The Washington, D.C., metro does the public good by decreasing congestion and pollution, Kafsky said. Public lands, she said, are “good for everyone.”

“That helps me put the issue in perspective,” she said.

Whitmire said that was a good example.

“The Clean Water Trust Fund money basically bought the DuPont (property), which is a watershed, which protected it,” he said.

Casey said part of the challenge is communicating those benefits to people who might never step foot in a state park or other public lands.

McMinn said the issue is a complex one.

“Who can charge, what they can charge, how they collect the money and how they use it is very complex,” he said. “Whether or not the sportsmen’s license should provide access is also complex — the issue of doubling and tripling taxation. People from out of state come to use it. Hikers, horseback riders and mountain bikers all come in and contribute to erosion. How is that affecting it? I don’t think anyone here will object if this council can be of assistance or to prompt more discussion or start a focus group. That’s what we’re here for.”

Former TNRC chair Susan Brown addressed the council.

“Do the people who talk about the money necessary to manage public lands, do they talk about ecosystem services or is that strictly in the bailiwick of scientists at this time?” she asked. “You say this much money from public taxes should be spent on this public land because it does ‘this’ for all of us, that it goes to research on ecosystem services, which is a value of the natural world to people.”

McMinn said that beyond maintaining recreational facilities, such as trails, anything beyond that would require the expertise of existing staff. He used the Hemlock program as an example.

“We went through various land managers to get that environmental input,” he said.

Guidry replied to Brown’s question.

“I think what you’re getting at it is actually a monetary value placed on whichever ecosystem function we’re benefitting from, whether it’s tons of carbon fixed or clean water or clean air,” he said. “We haven’t done that in terms of a valuation.”

Brown asked how the “argument” could be taken to elected officials.

Pagano said that donating to some of the environmental trust funds, such as the Heritage Program, the Clean Waster Trust Fund and the Parks and Recreation Trust Fund, was key.

“In development of facilities, Gorges has gone through $20 million,” he said. “We would not have got that from a user fee, but it did come through the Parks and Recreation Trust Fund. The Heritage Program funded 16 inventories and studies, and they continue statewide. If we were looking where the support should go, I would say those are the most important. As far as support, energy spent supporting those programs would be time well spent.”

Casey said he thinks federally that’s the case being made all the time. The majority of what the national forest spends — between wildfire suppression and ecosystem management — comes through Congress, Casey said.

McMinn addressed Brown and said that it doesn’t sound like user fees would fund an ecosystems’ program.

“We’re talking clean restrooms and trail work, which on the surface adds a level of quality to the user experience, but they would not go that far in the big picture,” said McMinn.

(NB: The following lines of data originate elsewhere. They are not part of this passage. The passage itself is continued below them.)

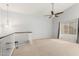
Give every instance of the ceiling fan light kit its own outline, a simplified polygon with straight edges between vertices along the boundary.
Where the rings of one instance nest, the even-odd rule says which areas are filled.
[[[51,3],[52,5],[52,10],[50,11],[51,12],[51,15],[47,15],[49,16],[49,18],[52,18],[52,17],[59,17],[60,14],[64,13],[63,11],[62,12],[58,12],[58,13],[54,13],[54,3]]]

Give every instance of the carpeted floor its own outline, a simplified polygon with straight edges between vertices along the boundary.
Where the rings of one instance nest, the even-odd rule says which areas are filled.
[[[32,44],[14,49],[12,56],[69,56],[79,55],[79,45],[59,39],[33,40]]]

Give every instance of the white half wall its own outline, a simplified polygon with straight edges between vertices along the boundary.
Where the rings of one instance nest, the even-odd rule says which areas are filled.
[[[31,31],[33,39],[53,38],[53,23],[48,17],[11,12],[9,19],[14,32]]]

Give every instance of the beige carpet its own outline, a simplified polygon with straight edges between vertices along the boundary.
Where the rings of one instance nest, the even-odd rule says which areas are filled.
[[[15,49],[13,56],[69,56],[79,55],[79,45],[59,39],[33,40],[31,44]]]

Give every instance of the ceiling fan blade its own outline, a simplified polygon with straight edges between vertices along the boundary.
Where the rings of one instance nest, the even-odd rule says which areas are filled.
[[[58,15],[55,15],[55,17],[59,17]]]
[[[49,18],[52,18],[52,15],[50,15]]]
[[[62,14],[62,13],[64,13],[64,12],[59,12],[59,13],[56,13],[55,15],[59,15],[59,14]]]

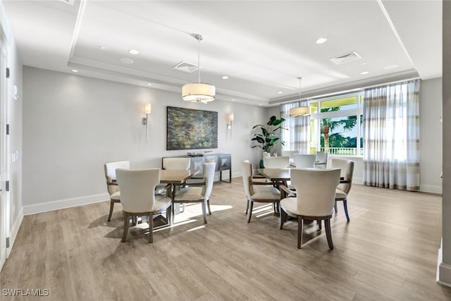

Michael Cheek, a state forest ranger, said trying to deal with these trail and restroom impacts are not “nickel and dime” issues.

“The state legislature kicked up millions and millions of dollars for DuPont bathrooms, parking lots and trails,” he said. “That is just a small drop in the bucket.”

Torry Nergart, a former Gorges State Park ranger who is now with the Carolina Mountain Land Conservancy, spoke from the audience.

“If this discussion is to continue, there is someone missing at the table— people involved in general public health and personal wellness,” he said. “One can gain from using public lands, which is a cost offset in a lot of ways. To exercise is to not be a burden to our public health system.”

Whitmire asked Guidry about timber harvests from ecological restoration and said he was trying to develop the same model for national forests. Does that money stay local, he asked?

Guidry said by law they don’t have to, but that has been his department’s choice.